AGAMA ISLAM DAN DEGRADASI MORAL

Apakah agama tidak lagi mampu membentengi laju degradasi moral, sehingga setiap hari kita dijejali dengan perilaku amoral di tengah masyarakat? Menjadi menarik ketika Prof Duski Samad menyatakan bahwa perkembangan sosial kemasyarakatan di Ranah Minang, seperti budaya dan agama cenderung mengarah ke sisi gelap, (Haluan, 26/01/2012).

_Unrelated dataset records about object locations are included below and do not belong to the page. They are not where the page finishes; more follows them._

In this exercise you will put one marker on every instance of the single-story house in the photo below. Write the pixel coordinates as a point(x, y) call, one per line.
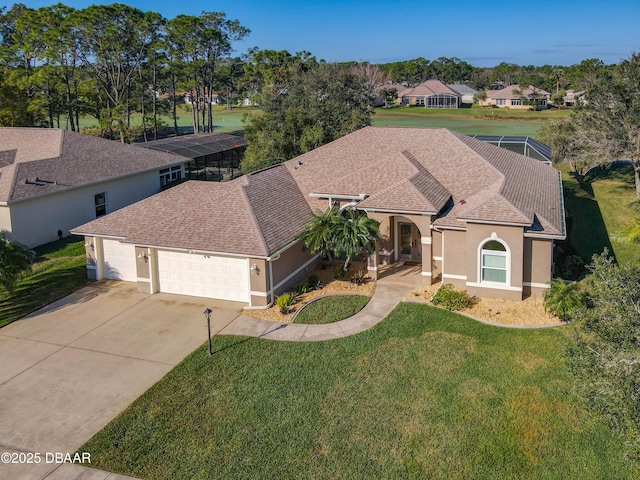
point(430, 94)
point(572, 97)
point(465, 91)
point(52, 180)
point(472, 214)
point(516, 97)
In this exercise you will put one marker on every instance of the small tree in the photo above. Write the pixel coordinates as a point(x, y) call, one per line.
point(15, 260)
point(319, 233)
point(355, 232)
point(561, 298)
point(605, 357)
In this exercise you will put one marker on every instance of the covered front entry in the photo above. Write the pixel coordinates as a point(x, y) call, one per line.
point(409, 247)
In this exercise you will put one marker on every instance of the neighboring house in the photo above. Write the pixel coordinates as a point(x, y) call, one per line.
point(213, 156)
point(52, 180)
point(465, 91)
point(472, 214)
point(572, 97)
point(430, 94)
point(515, 97)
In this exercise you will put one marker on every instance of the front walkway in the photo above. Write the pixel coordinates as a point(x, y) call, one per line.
point(390, 291)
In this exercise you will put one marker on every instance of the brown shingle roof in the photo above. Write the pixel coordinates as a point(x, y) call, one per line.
point(413, 170)
point(60, 159)
point(430, 87)
point(253, 215)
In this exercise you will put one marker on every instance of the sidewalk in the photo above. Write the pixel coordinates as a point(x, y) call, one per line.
point(385, 298)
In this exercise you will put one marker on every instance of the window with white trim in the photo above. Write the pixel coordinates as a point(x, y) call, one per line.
point(493, 258)
point(100, 202)
point(168, 175)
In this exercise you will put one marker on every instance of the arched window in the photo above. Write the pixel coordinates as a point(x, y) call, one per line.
point(494, 262)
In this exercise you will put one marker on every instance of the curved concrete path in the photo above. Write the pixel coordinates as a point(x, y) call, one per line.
point(385, 298)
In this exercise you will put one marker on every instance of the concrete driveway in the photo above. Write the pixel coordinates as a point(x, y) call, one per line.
point(71, 367)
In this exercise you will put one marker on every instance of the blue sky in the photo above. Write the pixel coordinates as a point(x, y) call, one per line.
point(484, 34)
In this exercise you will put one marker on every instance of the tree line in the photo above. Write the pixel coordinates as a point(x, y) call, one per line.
point(58, 64)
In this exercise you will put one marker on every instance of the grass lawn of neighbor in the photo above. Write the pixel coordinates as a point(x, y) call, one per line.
point(224, 121)
point(426, 393)
point(60, 269)
point(601, 209)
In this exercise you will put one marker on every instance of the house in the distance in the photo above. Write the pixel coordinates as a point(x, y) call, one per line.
point(516, 97)
point(465, 91)
point(469, 213)
point(430, 94)
point(52, 180)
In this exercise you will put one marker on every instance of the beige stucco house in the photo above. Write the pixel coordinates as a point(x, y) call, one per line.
point(430, 94)
point(516, 97)
point(52, 180)
point(470, 213)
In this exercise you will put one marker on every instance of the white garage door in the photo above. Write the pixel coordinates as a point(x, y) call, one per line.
point(224, 278)
point(119, 260)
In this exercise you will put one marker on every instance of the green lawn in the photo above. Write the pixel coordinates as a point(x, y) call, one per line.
point(469, 121)
point(332, 309)
point(424, 394)
point(599, 210)
point(224, 121)
point(59, 270)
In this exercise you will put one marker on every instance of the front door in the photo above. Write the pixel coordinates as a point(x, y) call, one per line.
point(409, 246)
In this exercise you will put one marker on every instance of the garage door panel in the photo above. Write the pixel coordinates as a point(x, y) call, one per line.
point(224, 278)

 Hal ini mengindikasikan bahwa keinginan untuk menapaki sejarah gemilang adat filosofi adat basandi syarak, syarak basandi Kitabullah (ABK-SBK) masih sebatas utopia, sebatas bualan yang tidak pernah membumi. Secara filosofi ABS-SBK baik, akan tetapi tatkala bersentuhan dengan realitas aplikasi, ternyata belum berjalan dengan baik, sehingga ABS SBK sebatas wacana yang ditinggal merana di ranah realita.
         
Jika halnya demikian, maka wajar laju dan daya gebrak dari ABS-SBK menjadi melempem. Bukti dari kemandulan dari ABS-SBK adalah makin meningkatnya penyakit sosial seperti yang disitir oleh Prof Duski Samad tersebut, yaitu tawuran, seks bebas, narkoba, gaya hidup semaunya, bahkan baru-baru ini tertangkap sepasang kekasih, yang sedang mesum di dalam mobil, ironinya ternyata pelaku perempuannya adalah salah satu mahasiswi perguruan tinggi umum negeri terkenal di kota Padang. Ini adalah fakta dan realitas dari tidak diaplikasinya dan berjalannya konsep ABS-SBK di Ranah Minang ini.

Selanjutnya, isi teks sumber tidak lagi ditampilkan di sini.